We present to you here below the titles of the eleven parts of this reference and practice book to give you an overview of the subjects covered in it:

  1. General Endovascular Tenets
  2. Perioperative Care
  3. Angiographic Fundamentals
  4. Intracranial Aneurysms and Vasospasm
  5. Arteriovenous Malformations
  6. Dural Arteriovenous Malformations
  7. Lesions of the Head and Neck
  8. Atherosclerotic Disease
  9. Acute Stroke Interventions
  10. Lesions of the Spine
  11. Additional Endovascular Applications

This book has three main objectives:

  1. Explain the angiographic anatomy, physiology and pathophysiology of cerebrovascular disease as it pertains to acute ischemic stroke, aneurysms, arteriovenous malformations, atherosclerotic disease, and tumors.
  2. Describe the treatment options for acute ischemic stroke, aneurysms, arteriovenous malformations, and atherosclerotic disease, and apply them in clinical practice.
  3. Recognize the potential pitfalls for all endovascular therapeutic options and apply the learned principles for the avoidance and/or management of the complications.

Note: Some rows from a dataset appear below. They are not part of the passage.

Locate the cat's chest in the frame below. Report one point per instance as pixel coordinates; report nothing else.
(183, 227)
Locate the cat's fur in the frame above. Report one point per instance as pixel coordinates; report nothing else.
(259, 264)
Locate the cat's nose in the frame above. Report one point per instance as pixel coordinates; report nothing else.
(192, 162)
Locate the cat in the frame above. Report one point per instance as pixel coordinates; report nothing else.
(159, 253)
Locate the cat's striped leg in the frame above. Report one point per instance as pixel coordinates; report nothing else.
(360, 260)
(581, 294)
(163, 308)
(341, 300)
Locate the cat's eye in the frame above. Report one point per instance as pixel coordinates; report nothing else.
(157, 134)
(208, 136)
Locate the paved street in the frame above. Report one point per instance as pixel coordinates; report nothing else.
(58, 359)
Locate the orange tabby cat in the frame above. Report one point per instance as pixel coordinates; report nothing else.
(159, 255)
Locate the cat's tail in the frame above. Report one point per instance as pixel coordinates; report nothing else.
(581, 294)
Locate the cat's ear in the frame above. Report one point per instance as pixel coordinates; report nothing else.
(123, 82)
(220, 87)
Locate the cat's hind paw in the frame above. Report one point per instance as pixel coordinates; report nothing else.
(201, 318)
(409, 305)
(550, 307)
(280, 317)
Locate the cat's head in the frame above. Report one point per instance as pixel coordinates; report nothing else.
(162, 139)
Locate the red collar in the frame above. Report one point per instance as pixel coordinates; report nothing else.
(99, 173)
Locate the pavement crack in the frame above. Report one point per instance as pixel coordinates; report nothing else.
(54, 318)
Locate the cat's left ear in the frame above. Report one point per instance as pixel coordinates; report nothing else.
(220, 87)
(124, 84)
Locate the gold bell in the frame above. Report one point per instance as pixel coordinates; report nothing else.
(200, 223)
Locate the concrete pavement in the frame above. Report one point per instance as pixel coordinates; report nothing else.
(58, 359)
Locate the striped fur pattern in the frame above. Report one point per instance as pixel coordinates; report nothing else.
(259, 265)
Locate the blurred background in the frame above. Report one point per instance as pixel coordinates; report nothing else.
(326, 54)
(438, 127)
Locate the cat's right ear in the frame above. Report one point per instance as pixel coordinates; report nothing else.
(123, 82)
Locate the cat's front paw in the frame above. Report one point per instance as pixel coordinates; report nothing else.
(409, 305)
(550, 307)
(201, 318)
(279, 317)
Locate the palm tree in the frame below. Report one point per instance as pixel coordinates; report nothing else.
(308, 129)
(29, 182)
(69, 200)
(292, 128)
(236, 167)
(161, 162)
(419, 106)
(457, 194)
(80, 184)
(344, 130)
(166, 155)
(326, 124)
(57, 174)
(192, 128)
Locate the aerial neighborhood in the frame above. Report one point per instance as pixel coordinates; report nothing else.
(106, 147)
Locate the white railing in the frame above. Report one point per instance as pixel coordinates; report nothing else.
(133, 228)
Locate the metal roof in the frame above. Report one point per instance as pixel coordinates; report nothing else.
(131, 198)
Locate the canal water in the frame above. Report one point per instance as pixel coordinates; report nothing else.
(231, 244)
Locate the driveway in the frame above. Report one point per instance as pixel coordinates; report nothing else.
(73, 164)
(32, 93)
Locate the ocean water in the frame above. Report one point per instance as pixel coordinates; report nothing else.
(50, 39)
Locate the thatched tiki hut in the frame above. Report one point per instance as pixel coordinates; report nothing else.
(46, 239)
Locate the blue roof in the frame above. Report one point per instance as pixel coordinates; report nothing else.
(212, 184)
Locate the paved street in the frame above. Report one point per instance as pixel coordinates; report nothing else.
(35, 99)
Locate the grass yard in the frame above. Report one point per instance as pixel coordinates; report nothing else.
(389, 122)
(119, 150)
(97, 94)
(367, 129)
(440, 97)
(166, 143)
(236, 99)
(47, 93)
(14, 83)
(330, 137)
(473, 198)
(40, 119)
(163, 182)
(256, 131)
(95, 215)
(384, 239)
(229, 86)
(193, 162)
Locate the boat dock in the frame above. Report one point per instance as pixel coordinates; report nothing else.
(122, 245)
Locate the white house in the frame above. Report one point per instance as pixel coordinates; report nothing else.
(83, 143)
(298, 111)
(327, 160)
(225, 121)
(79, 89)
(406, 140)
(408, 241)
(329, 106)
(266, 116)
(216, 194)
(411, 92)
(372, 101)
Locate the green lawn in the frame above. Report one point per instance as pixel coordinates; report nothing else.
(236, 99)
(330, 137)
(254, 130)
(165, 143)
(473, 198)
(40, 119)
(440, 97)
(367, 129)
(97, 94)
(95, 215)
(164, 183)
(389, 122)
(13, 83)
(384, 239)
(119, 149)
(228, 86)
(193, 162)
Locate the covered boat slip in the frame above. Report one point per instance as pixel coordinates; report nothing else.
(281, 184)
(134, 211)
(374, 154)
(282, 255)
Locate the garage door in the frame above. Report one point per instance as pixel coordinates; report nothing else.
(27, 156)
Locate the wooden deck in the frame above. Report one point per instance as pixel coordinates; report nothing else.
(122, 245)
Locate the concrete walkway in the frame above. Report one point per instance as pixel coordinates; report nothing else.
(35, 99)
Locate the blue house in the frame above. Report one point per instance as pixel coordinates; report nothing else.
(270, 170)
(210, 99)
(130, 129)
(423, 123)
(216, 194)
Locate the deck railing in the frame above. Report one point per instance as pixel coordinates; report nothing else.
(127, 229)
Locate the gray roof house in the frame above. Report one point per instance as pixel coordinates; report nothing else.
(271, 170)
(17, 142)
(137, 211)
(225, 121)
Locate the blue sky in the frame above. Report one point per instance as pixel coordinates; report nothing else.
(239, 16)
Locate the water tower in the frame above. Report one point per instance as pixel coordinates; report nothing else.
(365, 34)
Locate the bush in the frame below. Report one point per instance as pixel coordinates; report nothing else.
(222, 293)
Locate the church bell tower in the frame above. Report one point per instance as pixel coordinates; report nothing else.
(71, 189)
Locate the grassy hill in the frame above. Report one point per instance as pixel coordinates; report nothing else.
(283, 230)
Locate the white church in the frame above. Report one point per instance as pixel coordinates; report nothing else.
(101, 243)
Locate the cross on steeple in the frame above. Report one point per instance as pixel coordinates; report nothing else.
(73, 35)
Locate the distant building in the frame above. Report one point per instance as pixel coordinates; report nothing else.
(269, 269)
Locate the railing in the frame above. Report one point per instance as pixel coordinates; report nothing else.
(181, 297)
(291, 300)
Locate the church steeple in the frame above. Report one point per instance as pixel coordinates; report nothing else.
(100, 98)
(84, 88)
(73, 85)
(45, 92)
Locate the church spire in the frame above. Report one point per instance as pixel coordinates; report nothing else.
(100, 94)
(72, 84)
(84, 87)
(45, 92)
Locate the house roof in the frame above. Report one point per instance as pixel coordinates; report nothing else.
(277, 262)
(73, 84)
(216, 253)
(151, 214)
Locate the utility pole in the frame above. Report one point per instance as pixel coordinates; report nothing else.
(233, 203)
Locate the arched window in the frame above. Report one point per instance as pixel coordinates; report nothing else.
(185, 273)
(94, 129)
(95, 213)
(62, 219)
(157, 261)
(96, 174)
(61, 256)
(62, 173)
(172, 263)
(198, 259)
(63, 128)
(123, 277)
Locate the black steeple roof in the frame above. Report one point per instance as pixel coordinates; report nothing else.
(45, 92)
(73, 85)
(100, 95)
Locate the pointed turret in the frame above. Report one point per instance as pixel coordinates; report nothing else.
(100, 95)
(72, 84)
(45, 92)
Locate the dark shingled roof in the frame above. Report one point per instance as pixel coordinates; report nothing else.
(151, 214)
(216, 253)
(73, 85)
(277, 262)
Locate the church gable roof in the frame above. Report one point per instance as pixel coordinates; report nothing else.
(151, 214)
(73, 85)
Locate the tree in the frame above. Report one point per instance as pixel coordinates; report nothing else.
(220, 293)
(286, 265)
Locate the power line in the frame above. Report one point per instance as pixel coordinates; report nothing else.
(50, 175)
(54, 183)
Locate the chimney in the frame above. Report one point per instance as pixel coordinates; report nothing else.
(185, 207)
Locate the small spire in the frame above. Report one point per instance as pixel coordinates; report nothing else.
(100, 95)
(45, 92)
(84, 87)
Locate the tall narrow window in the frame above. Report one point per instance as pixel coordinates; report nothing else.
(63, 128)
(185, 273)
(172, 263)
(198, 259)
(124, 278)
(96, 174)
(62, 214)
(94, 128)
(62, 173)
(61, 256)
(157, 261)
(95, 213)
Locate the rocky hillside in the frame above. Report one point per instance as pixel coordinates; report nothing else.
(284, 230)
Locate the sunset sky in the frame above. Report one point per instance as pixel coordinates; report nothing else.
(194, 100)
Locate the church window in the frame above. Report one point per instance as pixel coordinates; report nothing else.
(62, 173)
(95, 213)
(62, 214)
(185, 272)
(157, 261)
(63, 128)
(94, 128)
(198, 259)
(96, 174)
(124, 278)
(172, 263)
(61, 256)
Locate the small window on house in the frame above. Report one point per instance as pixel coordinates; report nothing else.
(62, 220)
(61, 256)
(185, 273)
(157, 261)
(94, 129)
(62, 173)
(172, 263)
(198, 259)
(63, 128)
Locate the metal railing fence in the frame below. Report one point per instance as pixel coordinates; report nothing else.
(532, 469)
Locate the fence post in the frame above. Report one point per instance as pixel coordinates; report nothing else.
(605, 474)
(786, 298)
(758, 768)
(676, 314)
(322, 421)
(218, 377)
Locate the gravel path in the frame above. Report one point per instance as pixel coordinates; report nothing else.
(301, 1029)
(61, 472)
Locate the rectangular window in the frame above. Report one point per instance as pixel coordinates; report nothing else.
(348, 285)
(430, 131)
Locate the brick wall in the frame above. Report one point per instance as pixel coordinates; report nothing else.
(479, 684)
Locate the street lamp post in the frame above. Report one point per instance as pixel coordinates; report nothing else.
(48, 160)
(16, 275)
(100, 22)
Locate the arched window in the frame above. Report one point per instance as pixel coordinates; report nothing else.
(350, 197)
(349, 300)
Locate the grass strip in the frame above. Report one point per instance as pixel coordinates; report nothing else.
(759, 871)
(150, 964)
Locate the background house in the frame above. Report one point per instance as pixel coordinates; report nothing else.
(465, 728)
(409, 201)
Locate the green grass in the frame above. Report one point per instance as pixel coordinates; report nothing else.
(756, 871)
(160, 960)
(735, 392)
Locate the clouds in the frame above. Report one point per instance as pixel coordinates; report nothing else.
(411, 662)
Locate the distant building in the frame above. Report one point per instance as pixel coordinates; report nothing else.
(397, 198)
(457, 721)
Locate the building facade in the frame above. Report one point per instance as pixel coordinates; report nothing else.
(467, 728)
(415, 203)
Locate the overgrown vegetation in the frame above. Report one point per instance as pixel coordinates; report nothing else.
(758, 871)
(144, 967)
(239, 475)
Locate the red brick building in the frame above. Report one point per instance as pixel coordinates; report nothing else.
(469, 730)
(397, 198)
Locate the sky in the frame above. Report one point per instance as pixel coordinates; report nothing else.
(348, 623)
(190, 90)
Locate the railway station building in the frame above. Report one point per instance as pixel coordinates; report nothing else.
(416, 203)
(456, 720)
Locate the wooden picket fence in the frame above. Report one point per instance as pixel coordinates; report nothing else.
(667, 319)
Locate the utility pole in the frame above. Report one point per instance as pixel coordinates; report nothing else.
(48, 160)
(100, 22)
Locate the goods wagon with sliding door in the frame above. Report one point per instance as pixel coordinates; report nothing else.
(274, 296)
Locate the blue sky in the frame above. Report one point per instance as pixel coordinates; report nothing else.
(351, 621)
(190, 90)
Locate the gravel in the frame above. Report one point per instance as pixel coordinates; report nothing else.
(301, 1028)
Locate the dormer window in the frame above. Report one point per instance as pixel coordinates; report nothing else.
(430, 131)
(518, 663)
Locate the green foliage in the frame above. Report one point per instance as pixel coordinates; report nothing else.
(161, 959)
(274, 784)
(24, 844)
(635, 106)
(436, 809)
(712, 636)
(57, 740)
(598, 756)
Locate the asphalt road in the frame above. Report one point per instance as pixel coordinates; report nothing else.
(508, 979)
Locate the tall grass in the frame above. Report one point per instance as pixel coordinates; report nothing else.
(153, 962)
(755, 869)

Organization and presentation of material in the chapter is smart and useful. In the first chapter entitled Vascular Biology of the Endothelium for example, the authors Gaurav Gupta and Charles Prestigiacomo present knowledge and discussions under topics entitled:

  • History
  • Embryology
  • Endothelium and the Subendothelial Matrix

In this chapter, Table 1.1 presents three Functions of tight junctions of the blood-brain barrier:  

  1. Regulation of transmembrane tight junction proteins via G proteins, tyrosine kinases
  2. Regulation of the intracellular and extracellular calcium and cyclic adenosine monophosphate (cAMP) levels
  3. Regulation of intracellular metabolism via proteases and tumor necrosis factor alpha (TNFR-a)

After a discussion on the blood-brain barrier, Figure 1.2 shows two color sketches. The top one is a drawing of a blood vessel with an intact endothelium; and the lower one depicts a blood vessel with a damaged endothelium.

Detailed discussions and graphics are some of the notable features of this one-of-a-kind book. A Summary is provided in the chapter to help you remember the main points of the chapter, followed by a large list of References, to give you the opportunity to broaden your knowledge of the subject of the chapter.



Charles J. Prestidigiacomo, MD, FAANS, FACS is Professor and Chairman of the Department of Neurological Surgery; Professor of Radiology, Neurology, and Neuroscience, and Director of Cerebrovascular and Endovascular Surgery at Rutgers New Jersey Medical School in Newark, New Jersey.


Contributing Editors:

E. Jesus Duffis, MD is involved with Neurointerventional Surgery in the Department of Neurology at Baystate Medical Center in Springfield, Massachusetts.

Chirag D. Gandhi, MD, FACS, FAANS is Associate Professor of Neurological Surgery, Neurology, and Neuroscience in the Department of Neurosurgery at Rutgers New Jersey Medical School in Newark, New Jersey.